The Personal Finance Podcast
Episode: "What the 1% Teach Their Kids About Money"
Host: Andrew Giancola
Release Date: January 12, 2026
Episode Overview
Andrew Giancola shares the foundational strategies, systems, and mindsets the wealthiest 1% use to teach their children about money. The episode unpacks how to raise financially literate kids who are not just knowledgeable, but who operate like future stewards of wealth. The approach is practical, rooted in financial psychology, and full of real-life tactics—from chore systems to investing—designed to help any family instill generational money skills.
Key Discussion Points & Insights
1. Why Financial Education for Kids is Critical (01:02–03:40)
- It’s a parent’s responsibility to teach kids about money—otherwise the world (often with poor advice) will do it for them.
- Leaving a monetary legacy isn’t enough; without financial education, most inherited money disappears by the third generation ("79% of inherited money is gone by the third generation" [03:22]).
- Teaching money early can drastically alter the trajectory of your child’s life.
- "What you can leave is a financial education which will last them for a lifetime." – Andrew [03:48]

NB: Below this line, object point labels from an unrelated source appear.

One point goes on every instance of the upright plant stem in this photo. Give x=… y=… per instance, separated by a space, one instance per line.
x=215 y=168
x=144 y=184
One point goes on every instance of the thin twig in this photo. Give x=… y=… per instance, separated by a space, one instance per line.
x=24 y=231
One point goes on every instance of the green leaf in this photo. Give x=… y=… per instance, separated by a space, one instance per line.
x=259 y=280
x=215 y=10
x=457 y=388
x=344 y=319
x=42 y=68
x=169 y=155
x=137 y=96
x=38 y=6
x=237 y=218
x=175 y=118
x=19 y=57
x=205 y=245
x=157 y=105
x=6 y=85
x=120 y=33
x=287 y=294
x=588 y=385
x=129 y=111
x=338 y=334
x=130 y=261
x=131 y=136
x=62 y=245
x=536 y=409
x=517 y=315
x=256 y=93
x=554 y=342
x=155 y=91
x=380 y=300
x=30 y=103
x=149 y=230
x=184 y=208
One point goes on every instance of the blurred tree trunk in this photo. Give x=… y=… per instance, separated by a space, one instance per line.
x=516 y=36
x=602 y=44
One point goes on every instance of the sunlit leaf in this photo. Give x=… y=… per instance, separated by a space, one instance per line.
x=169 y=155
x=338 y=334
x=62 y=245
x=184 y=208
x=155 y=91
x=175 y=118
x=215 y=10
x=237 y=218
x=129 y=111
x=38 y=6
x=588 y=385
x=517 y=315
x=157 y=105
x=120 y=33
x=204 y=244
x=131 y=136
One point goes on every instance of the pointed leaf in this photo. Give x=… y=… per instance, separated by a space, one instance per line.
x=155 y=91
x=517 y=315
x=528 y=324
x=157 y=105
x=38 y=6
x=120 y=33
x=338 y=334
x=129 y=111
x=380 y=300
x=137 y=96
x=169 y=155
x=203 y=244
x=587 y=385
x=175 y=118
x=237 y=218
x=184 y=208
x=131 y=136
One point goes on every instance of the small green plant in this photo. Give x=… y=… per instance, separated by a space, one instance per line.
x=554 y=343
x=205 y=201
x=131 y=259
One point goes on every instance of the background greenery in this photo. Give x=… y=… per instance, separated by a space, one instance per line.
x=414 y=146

2. Core “1%” Principles for Teaching Kids about Money (14:02–19:20)
Principle 1: Money Is Structured, Not Emotional
- Kids (and adults) need to learn discipline and systems for money, not to operate based on guilt, stress, or impulse.

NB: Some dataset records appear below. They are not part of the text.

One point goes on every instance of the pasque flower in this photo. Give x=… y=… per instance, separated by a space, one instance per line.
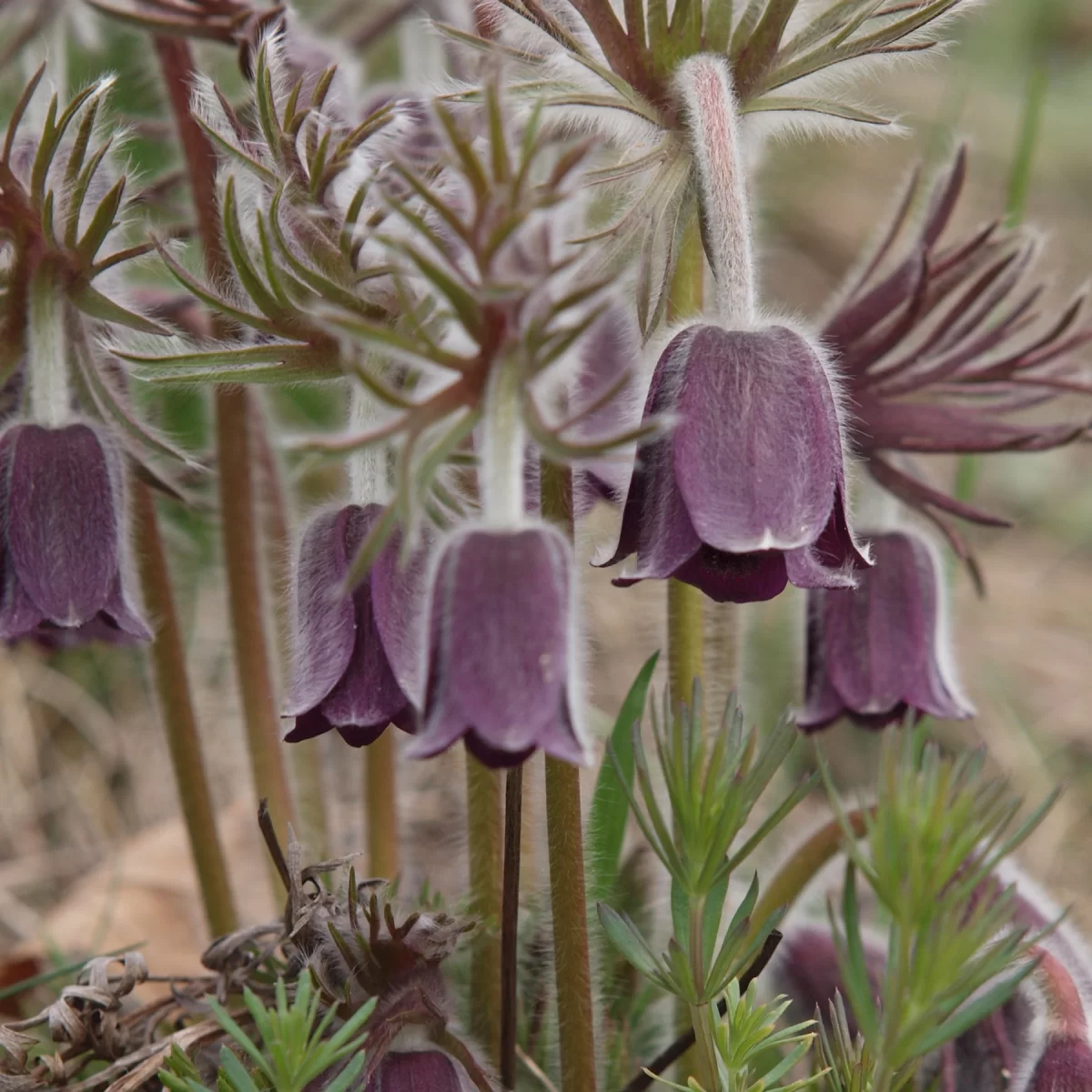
x=944 y=344
x=879 y=651
x=500 y=647
x=748 y=490
x=344 y=678
x=64 y=551
x=418 y=1071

- "We want to make sure that we are not just collecting random cash and stashing it in specific places. That’s what a lot of kids do." – Andrew [14:40]

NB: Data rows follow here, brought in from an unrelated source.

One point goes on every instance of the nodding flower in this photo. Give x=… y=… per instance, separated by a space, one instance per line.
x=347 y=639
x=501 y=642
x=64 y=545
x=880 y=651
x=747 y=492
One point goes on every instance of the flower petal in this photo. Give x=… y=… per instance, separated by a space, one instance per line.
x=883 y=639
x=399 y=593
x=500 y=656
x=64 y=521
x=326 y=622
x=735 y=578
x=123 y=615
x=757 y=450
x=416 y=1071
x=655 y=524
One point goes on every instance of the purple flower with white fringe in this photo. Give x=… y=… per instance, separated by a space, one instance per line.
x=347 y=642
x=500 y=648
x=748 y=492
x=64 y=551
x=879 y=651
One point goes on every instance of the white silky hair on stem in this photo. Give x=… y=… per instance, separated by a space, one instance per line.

Principle 2: Every Dollar Gets a Job
- All income should be purposefully allocated the moment it comes in—no money should “sit around.”
- "When it comes to your kids’ money, we’re gonna teach you how to set this up... so there’s no just extra money floating around." [15:45]
Principle 3: Teach by Doing
- Modeling is more impactful than lecturing—kids learn by observing consistent behaviors.
- "Wealth is how you operate, not what you know." [18:29]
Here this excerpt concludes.